Given how well US stocks have held up over the last couple of days, it’s difficult to claim that investors have been pricing in too much risk when it comes to the conflicts in the Ukraine and Gaza. However, the developments in the former over the last 24 hours have certainly done no harm to investor sentiment, with the returning of the bodies to the Netherlands and the black boxes from the plane to the relevant experts, at least showing some form of cooperation from the rebels and more importantly, Russia.

This is unlikely to prevent further sanctions being imposed on Russia, with foreign ministers from Europe meeting today to discuss exactly what those will be. Many countries in Europe are in a much tougher position than the US when it comes to sanctions, as they themselves stand to lose quite significantly due to the ties they currently have with Russia. With that in mind, I don’t expect any sanctions from Europe to be too severe, with foreign ministers avoiding areas such as the oil and gas industry that could significantly damage the Russian economy but do plenty of harm to the fragile European economies at the same time.

With investors not appearing to be overly concerned with the current situation in the US, focus is likely to remain firmly on earnings season with some big names scheduled to report on the second quarter today. Top of the list is Apple, the largest component of the S&P 500, which is scheduled to report after the close in the US. Alongside this we’ll hear from Microsoft, United Technologies and Coca Cola, to name just a few, which could quite easily have a major baring on sentiment as the day goes on.

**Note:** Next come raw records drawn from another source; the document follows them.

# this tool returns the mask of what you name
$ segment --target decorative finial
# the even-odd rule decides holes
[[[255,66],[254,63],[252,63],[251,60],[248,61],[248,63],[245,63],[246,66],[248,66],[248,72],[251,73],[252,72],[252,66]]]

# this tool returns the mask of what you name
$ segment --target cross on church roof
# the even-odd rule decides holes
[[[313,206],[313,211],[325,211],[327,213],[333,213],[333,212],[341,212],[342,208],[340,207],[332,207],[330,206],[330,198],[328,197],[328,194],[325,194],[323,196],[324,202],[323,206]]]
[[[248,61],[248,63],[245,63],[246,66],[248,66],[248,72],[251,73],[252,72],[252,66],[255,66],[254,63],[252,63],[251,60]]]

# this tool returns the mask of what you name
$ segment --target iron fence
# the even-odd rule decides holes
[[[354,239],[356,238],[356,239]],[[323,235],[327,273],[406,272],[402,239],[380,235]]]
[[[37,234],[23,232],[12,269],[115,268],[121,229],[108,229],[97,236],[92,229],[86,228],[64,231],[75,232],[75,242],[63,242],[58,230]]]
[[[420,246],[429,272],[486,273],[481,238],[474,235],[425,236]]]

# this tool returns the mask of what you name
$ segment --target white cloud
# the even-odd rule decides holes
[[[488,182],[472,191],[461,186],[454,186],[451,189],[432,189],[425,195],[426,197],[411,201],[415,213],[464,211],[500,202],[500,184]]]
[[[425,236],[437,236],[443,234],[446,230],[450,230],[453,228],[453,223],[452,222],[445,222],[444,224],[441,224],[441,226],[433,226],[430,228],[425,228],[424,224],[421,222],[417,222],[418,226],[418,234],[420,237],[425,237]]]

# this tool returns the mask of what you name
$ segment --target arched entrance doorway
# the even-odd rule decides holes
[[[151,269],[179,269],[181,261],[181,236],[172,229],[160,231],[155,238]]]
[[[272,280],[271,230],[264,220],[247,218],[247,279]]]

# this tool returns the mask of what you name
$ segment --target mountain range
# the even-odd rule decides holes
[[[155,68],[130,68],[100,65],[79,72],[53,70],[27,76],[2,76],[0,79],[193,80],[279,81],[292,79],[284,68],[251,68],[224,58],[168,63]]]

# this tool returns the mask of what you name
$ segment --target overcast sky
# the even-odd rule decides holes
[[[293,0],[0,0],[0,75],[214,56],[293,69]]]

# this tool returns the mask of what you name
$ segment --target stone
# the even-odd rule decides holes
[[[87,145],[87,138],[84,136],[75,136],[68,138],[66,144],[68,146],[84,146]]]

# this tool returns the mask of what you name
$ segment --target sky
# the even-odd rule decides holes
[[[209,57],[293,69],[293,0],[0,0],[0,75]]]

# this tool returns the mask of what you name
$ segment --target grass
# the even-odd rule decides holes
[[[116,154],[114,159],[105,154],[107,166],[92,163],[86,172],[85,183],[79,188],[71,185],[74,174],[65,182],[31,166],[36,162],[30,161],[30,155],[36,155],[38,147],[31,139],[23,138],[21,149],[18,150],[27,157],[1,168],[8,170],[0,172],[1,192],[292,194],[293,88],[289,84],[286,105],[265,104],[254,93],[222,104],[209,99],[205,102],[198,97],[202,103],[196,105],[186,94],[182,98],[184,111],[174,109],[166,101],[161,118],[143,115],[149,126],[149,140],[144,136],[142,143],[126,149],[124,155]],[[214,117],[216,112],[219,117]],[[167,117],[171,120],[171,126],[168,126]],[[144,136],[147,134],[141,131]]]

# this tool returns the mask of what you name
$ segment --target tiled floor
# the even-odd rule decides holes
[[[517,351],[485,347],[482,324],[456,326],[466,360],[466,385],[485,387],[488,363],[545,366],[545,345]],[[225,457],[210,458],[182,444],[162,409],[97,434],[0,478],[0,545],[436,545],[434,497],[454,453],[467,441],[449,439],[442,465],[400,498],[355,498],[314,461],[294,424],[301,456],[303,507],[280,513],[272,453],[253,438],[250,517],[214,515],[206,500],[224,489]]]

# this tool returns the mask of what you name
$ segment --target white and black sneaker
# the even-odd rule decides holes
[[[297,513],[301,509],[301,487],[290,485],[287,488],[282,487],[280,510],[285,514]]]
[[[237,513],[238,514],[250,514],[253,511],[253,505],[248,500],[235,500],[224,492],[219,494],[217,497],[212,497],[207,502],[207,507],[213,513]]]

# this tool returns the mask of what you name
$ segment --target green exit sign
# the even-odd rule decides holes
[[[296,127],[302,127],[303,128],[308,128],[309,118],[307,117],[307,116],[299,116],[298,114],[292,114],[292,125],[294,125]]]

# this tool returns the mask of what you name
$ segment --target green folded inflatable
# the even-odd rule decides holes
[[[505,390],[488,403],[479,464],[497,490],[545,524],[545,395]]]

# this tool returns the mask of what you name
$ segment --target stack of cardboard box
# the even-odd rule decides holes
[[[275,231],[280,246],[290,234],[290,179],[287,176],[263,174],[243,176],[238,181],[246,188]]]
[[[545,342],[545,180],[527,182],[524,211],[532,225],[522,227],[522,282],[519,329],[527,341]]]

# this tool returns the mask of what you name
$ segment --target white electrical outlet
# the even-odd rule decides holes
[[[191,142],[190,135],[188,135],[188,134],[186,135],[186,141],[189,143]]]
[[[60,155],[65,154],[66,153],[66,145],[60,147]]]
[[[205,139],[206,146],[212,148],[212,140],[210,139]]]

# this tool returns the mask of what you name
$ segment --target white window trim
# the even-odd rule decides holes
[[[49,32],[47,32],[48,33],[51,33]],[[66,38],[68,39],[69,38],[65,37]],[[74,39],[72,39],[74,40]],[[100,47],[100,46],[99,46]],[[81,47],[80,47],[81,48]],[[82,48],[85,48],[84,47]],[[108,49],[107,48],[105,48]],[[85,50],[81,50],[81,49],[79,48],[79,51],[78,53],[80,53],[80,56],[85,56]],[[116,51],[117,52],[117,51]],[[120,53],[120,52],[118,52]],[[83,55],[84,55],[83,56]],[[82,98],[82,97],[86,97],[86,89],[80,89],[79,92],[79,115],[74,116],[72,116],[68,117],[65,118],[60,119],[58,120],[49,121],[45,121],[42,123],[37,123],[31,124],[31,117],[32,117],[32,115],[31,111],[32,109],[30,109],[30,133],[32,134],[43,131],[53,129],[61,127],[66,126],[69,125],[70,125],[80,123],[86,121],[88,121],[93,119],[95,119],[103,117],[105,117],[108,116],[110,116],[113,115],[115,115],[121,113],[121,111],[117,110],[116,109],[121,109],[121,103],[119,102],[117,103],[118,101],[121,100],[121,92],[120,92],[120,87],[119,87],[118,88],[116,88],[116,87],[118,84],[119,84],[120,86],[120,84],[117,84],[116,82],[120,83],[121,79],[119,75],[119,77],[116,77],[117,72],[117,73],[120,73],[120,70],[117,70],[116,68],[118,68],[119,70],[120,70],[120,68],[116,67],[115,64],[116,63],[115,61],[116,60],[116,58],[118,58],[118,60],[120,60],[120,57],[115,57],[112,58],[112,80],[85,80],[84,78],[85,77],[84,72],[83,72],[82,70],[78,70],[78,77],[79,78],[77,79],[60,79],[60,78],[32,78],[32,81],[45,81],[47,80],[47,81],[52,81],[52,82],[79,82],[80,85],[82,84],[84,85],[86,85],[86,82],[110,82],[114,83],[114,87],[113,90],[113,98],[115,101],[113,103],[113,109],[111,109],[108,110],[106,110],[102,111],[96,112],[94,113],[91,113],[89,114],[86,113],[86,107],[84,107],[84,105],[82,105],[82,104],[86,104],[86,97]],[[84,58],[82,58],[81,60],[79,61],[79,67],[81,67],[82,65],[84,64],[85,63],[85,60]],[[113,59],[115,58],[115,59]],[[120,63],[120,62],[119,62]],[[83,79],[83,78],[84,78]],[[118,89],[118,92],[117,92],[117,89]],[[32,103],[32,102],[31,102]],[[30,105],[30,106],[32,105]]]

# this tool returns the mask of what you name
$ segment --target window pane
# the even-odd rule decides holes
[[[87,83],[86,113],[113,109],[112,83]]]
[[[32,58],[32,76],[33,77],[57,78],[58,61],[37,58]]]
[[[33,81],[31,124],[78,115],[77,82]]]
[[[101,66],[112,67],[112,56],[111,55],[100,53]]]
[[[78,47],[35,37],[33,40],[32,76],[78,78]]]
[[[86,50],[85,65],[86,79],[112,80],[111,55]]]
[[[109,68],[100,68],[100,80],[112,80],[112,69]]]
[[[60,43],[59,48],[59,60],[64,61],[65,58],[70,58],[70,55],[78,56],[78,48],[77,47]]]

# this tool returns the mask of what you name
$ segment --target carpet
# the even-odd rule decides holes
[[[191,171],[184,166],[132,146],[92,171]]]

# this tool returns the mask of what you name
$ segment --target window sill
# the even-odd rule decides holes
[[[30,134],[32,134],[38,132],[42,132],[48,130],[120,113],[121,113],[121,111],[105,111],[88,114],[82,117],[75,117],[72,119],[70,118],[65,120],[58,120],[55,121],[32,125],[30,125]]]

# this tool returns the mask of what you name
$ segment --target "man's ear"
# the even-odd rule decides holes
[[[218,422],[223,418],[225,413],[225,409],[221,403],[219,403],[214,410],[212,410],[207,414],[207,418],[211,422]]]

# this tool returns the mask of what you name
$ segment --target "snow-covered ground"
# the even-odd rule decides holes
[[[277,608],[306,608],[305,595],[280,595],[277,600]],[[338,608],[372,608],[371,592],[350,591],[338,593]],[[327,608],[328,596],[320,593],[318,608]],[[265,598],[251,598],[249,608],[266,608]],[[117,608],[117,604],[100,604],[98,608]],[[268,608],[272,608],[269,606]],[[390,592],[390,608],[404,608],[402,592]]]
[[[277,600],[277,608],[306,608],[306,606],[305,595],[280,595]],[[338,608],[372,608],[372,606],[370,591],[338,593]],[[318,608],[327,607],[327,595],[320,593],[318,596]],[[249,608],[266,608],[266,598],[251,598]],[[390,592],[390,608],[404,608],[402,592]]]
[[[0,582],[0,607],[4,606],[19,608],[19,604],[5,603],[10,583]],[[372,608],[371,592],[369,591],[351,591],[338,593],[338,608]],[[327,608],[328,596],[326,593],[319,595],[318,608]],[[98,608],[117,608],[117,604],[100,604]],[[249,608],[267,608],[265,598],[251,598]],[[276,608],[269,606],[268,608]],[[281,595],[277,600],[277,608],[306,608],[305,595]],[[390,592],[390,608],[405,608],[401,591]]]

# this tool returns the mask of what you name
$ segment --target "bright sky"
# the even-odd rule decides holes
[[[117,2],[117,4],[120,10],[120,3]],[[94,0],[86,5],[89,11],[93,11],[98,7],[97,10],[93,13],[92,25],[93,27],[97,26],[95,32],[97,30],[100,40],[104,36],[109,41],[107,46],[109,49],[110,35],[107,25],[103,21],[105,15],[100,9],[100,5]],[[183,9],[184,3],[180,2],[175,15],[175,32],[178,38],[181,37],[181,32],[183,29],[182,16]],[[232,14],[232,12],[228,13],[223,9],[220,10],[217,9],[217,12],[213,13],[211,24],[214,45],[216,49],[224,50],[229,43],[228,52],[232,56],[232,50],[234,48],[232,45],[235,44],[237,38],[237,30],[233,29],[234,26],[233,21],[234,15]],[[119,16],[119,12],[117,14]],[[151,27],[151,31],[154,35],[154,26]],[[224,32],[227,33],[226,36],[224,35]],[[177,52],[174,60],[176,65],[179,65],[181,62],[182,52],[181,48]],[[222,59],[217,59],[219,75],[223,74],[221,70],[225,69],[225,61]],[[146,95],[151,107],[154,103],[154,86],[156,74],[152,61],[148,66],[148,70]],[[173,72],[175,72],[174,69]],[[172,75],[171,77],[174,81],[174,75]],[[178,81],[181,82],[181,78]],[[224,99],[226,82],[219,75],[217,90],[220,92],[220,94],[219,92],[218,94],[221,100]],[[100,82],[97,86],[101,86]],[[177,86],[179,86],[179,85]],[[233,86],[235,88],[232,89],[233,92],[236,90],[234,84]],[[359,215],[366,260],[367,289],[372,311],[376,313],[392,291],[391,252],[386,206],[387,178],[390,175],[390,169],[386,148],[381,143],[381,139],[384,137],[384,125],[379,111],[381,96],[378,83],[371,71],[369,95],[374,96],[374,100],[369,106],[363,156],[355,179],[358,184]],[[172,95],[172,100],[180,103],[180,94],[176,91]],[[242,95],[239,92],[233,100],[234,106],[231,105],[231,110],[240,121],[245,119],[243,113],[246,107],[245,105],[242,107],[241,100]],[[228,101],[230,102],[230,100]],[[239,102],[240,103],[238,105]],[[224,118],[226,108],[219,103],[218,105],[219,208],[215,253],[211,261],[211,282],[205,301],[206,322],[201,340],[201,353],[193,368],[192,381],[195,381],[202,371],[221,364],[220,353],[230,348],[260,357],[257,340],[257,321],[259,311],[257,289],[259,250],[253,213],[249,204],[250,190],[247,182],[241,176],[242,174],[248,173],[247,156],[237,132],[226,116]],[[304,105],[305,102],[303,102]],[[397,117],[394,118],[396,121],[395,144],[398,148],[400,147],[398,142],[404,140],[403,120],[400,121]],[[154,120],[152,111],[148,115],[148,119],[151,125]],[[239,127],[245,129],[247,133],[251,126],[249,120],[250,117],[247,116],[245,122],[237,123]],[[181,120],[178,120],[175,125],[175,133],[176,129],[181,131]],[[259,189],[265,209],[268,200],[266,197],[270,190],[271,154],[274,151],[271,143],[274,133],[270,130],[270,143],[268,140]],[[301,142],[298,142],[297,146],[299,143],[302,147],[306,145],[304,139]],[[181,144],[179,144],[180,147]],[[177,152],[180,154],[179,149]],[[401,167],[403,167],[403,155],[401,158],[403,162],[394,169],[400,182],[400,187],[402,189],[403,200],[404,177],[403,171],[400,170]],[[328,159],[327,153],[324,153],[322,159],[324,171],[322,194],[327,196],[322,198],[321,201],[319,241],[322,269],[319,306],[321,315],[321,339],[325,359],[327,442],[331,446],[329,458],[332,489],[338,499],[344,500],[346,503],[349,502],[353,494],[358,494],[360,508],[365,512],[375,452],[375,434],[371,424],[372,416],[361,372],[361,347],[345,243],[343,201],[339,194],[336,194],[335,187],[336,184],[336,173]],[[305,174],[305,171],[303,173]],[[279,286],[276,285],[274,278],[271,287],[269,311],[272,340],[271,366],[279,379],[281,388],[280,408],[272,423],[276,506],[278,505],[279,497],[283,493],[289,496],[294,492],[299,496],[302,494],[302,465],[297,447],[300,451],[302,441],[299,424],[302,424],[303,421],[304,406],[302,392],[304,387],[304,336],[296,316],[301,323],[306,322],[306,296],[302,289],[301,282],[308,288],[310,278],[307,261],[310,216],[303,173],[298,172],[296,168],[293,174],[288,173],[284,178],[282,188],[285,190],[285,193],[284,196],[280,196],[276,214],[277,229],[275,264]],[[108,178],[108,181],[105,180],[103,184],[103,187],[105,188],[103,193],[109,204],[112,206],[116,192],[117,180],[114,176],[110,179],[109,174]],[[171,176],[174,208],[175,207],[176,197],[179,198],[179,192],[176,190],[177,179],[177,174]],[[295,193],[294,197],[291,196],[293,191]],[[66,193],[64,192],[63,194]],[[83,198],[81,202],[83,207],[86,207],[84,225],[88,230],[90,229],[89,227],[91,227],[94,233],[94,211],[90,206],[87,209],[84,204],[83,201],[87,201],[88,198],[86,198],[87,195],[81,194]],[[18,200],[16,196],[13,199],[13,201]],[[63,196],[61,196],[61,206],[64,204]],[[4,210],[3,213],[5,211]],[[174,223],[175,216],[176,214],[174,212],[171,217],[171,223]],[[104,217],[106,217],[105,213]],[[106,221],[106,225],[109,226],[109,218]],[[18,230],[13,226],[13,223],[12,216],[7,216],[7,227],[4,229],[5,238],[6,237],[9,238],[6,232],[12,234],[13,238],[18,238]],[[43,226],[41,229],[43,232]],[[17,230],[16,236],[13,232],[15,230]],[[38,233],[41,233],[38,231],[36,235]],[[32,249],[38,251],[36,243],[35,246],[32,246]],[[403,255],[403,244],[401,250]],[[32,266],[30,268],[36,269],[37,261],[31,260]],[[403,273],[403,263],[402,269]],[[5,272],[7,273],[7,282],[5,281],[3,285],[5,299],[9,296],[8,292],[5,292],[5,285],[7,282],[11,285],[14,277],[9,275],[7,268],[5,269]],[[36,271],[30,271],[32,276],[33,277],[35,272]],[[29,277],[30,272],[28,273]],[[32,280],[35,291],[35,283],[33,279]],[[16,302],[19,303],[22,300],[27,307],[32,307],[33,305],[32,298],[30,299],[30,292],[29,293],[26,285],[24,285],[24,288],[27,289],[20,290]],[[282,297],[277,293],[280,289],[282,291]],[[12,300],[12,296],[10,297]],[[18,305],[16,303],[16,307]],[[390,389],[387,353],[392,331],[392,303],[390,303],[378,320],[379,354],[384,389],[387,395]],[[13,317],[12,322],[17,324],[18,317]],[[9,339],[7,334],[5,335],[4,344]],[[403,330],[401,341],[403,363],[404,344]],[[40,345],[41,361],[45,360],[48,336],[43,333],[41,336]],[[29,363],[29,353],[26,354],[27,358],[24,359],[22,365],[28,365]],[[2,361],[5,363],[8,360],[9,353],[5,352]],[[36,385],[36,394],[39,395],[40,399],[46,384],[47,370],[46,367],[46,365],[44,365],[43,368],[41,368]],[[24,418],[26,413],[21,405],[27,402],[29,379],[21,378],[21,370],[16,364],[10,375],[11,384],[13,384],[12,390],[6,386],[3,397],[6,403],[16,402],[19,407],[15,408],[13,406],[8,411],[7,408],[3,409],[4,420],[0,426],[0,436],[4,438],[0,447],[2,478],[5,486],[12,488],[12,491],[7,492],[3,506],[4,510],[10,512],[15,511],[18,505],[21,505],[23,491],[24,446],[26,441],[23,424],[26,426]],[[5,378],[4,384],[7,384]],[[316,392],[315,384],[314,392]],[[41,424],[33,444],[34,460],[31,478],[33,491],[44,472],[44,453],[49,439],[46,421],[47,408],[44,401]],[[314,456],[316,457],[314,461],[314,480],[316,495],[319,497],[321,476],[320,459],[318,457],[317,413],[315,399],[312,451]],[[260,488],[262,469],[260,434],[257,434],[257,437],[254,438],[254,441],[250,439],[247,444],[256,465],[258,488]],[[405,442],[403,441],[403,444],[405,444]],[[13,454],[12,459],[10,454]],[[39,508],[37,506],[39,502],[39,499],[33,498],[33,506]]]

Aside from earnings, there’s also plenty of economic data being released, again from the US. The one release that stands out above all others is clearly the CPI inflation reading for June. While this may not be the Fed’s preferred measure of inflation, it could provide insight into the future direction of the personal consumption expenditure price index and therefore when the Fed will first hike rates.

There isn’t a huge amount holding the Fed back now, with growth in the second quarter likely to be confirmed as very strong, job creation growing at a very good rate and unemployment falling rapidly, and not just because of a falling participation rate. Wage growth is a big concern and low inflation is allowing the Fed time to see if this improves before it acts. However, if this rises significantly above its target, it may lose that privilege and be forced into a hike earlier than it wants. The figure is seen remaining at 2.1% today, marginally above the Fed’s 2% inflation target, while the core number is seen exactly in line with it. Any spike could be taken negatively by traders and prompt some selling in equities and Treasuries, while the US dollar would likely benefit.

Ahead of the opening bell, the S&P is seen 3 points higher, the Dow 42 points higher and the Dow 11 points higher.